Well, except for one thing: I still wear make-up, uncritically and with necessity, almost every day. Now, to be fair, I don’t think there is anything wrong with wearing make-up everyday. Makeup is a useful tool for feeling beautiful and enhancing your natural beauty. However, I think the way I wear makeup everyday is problematic. I wear makeup everyday simply because I wear makeup everyday. It’s a habit. Something I do uncritically without thinking about why or what it does for me. But over the past few weeks, I’ve had to think about it…
Aside from the habit, I think I wear makeup for a number of reasons. I wear it to accentuate the features I am most confident in. For example, I like my eye color and eyelashes, so I’ll wear makeup that enhances those two things. I also wear makeup as an accessory, something to match with an outfit for a complete look. But I think the most prominent reason I wear makeup, and the most problematic, is because I don’t feel like one of those girls who can get away with not wearing makeup. I feel like I have too many flaws that need to be smoothed over if I am to be considered passably pretty. I have __________ (insert perceived flaw here): too many blemishes, uneven skin tone, under-eye circles, asymmetrical eye shape, pale lips, and the list goes on and on…
I can’t entirely blame myself for feeling like I have so many flaws etched onto my face. We live in a society that is constantly telling women to buy a product “specifically targeted” for _________ (insert perceived flaw here). A society with air-brushed models and celebrities so caked in makeup they look unreal. I know this is true, and yet I somehow feel that my flaws are real. They’re not figments of my imagination fed to me by a sexist society – they are real. Or so I tell myself, anyway.
So yesterday, as I put on make-up for the last time before June, I took a couple before and after pictures to see, with a camera that doesn’t lie, just how different I look with and without makeup. I pulled back my hair so not to have any other aesthetic distractions. I took the pictures without any filters and in the natural light of my apartment. And when I viewed them both side-by-side, I was amazed at the difference. Not the difference between how I actually look with and without makeup, but the difference between how different I felt with makeup and the reality that I didn’t actually look very different at all. I always feel so different, so much prettier, with make-up on. And while makeup certainly is enhancing, it is not transformative. After makeup, my face is still my face.
So, as I begin to go into June, where I won’t be wearing any makeup, at all, for the entire month, I’m nervous and excited all at once. I’m excited to have the change of pace in my life, disrupting a habit that may or may not be helpful for me. I’m excited to learn to appreciate the natural beauty I have without makeup, and to stop looking at my face and seeing all the flaws that I believe (and have been told to believe) are real.
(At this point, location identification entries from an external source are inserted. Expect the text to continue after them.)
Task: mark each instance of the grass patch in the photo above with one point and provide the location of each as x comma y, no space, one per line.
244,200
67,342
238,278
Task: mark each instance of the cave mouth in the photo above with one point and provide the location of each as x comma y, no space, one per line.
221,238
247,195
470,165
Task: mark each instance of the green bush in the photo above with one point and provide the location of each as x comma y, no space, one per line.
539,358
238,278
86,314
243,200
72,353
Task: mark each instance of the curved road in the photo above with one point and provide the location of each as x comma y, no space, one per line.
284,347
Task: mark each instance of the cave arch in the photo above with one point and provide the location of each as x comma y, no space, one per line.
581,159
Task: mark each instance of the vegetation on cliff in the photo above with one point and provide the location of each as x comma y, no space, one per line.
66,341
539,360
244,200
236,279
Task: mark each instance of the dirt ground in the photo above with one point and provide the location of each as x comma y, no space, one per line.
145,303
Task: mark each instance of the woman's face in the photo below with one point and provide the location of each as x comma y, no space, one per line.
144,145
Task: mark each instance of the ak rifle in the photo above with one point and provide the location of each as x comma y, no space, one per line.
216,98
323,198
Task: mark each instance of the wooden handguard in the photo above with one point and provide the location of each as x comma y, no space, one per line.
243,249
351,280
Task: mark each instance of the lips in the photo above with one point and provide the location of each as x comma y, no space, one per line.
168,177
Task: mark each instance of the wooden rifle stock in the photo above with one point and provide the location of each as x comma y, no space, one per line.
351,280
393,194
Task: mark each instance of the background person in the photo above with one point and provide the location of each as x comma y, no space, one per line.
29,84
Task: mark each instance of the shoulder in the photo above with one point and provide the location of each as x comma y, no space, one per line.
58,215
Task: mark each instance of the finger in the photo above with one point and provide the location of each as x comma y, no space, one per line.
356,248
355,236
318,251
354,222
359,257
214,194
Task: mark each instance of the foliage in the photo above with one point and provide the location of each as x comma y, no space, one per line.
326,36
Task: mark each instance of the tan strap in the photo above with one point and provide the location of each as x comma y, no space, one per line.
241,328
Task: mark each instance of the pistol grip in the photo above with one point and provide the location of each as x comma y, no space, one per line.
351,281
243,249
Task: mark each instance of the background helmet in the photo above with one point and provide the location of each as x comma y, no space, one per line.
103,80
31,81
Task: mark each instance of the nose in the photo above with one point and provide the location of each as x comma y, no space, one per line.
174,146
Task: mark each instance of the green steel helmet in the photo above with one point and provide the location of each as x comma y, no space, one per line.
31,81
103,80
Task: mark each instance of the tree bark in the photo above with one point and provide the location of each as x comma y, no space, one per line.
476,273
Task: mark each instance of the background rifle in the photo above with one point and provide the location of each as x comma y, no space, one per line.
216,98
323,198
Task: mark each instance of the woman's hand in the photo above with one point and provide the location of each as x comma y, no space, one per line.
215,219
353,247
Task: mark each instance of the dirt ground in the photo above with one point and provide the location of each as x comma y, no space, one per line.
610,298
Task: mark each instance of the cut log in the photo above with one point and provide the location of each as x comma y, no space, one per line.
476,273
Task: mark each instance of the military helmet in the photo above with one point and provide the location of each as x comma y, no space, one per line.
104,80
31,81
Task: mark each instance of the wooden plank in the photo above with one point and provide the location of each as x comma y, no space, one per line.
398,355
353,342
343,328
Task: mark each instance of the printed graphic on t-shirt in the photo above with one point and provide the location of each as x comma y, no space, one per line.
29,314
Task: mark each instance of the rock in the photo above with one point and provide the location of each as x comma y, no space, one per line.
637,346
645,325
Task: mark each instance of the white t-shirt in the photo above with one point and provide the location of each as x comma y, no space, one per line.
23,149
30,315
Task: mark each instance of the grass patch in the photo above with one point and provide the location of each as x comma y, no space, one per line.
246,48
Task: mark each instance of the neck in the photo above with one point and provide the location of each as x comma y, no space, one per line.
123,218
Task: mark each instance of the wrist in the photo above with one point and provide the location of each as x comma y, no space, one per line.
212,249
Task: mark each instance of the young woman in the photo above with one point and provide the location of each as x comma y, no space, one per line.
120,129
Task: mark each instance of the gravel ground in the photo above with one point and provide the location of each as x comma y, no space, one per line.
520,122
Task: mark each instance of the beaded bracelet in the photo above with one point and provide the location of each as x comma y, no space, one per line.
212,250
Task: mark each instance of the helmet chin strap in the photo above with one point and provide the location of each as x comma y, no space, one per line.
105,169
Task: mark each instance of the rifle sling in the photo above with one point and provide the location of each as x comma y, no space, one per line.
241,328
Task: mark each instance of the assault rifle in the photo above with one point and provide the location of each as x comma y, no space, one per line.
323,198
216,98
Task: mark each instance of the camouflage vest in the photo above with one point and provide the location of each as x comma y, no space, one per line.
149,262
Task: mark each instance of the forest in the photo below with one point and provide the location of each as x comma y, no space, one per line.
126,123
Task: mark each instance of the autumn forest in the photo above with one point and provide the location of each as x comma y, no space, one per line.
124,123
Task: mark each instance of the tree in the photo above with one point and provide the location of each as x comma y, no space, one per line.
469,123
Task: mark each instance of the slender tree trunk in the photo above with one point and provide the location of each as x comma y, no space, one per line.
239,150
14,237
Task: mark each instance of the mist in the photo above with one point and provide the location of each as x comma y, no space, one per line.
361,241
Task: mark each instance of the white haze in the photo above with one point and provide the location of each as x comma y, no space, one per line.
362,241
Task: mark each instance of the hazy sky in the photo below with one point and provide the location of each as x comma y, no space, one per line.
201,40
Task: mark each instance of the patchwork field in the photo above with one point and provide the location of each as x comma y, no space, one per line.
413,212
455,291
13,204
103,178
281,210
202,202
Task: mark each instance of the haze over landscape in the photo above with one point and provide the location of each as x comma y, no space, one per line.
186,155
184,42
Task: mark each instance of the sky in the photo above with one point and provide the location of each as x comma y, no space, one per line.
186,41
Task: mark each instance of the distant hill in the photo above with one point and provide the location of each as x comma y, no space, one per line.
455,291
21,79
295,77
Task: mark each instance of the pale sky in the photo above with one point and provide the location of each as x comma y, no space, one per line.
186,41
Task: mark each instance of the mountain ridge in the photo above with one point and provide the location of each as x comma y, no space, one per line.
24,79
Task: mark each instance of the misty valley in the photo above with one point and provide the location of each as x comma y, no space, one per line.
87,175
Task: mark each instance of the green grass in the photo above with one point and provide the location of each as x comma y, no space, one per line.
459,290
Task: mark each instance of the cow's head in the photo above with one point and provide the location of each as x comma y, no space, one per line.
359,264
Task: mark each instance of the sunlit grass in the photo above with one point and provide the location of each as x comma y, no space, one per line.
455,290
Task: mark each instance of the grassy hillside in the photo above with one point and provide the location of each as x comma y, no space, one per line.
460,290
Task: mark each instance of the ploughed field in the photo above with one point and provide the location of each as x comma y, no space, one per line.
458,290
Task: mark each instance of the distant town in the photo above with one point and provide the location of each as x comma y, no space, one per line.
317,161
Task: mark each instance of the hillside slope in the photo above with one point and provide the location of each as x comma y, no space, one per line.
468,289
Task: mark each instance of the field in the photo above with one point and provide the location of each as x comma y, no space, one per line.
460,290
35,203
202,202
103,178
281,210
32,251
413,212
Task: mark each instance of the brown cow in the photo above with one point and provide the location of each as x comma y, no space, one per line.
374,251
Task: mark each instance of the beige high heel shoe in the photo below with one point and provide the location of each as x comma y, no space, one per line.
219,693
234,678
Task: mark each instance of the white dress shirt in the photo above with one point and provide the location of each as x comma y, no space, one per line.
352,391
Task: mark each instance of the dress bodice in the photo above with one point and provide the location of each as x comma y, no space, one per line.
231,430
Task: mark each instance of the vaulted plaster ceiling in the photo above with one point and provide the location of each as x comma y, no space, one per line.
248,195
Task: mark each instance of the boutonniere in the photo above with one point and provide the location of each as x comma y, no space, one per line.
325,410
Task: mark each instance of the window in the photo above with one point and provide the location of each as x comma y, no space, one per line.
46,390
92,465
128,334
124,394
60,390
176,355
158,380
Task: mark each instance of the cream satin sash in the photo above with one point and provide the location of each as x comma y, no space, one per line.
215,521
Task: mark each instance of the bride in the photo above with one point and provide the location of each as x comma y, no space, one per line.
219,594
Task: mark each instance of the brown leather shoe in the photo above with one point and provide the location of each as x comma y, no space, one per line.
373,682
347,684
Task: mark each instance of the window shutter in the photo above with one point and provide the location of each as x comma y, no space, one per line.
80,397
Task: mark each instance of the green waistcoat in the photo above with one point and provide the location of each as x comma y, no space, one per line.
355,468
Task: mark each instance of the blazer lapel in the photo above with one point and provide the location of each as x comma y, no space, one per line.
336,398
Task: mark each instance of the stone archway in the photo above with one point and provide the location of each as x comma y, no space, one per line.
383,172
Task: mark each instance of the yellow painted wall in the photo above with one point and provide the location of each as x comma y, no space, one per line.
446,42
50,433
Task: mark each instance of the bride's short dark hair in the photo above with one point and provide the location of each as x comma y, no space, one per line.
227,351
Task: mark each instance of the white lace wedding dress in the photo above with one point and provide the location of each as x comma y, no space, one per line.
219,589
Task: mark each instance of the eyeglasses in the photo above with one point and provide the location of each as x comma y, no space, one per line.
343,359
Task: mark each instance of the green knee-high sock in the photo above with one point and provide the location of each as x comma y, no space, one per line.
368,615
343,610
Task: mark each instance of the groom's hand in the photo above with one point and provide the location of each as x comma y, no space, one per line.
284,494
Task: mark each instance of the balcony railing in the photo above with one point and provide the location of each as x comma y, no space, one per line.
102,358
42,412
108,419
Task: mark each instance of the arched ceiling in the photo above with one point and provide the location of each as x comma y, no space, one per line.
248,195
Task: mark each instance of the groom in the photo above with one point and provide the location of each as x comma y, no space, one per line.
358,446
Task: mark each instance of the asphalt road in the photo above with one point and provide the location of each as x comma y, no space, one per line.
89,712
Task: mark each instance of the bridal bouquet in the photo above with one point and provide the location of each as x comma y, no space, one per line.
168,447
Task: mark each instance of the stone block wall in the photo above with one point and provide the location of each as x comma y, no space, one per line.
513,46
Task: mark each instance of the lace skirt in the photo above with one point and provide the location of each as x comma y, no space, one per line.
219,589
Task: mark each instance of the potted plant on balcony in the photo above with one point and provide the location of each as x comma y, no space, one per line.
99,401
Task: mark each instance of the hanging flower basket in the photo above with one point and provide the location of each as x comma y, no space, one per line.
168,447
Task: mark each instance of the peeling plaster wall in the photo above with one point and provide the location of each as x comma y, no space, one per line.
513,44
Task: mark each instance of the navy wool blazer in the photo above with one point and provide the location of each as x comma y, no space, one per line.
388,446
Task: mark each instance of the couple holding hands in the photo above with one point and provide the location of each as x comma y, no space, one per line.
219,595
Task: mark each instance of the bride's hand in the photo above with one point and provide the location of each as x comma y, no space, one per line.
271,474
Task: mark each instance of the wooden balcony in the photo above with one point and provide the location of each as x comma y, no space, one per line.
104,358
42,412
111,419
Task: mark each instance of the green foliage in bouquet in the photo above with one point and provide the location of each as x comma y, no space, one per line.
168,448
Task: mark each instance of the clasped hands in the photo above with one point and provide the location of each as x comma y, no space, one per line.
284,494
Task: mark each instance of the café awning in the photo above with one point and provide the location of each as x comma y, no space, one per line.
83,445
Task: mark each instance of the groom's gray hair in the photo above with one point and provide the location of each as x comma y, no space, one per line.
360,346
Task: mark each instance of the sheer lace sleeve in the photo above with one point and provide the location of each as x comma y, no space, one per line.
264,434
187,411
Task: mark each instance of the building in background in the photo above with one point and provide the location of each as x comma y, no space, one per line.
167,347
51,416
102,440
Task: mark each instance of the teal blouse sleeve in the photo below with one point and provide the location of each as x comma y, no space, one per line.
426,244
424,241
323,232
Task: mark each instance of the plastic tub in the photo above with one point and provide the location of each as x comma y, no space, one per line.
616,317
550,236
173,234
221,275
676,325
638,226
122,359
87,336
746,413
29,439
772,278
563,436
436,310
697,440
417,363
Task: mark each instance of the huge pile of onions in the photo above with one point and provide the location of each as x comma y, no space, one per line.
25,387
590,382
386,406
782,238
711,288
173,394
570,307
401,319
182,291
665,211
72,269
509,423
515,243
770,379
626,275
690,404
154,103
But I’m nervous too. I’m not sure how many negative feelings are going to come up in this process, and I’m not looking forward to feeling insecure or ugly. I’m nervous about how I might be perceived by others, especially people who have never seen me without a full face of makeup. I’m a bundle of emotions. But overall, the emotion I feel most is hopeful.
This morning, I handed over my entire makeup collection to Elisa, as per the rules discussed here. Before handing it over, Elisa suggested I take a picture of all my makeup. I laid it all out on the table, and was surprised at how little makeup I owned. But when Elisa came in the room to see (as someone who doesn’t wear makeup), her reaction was “Whoa!” I guess everything depends on your perspective.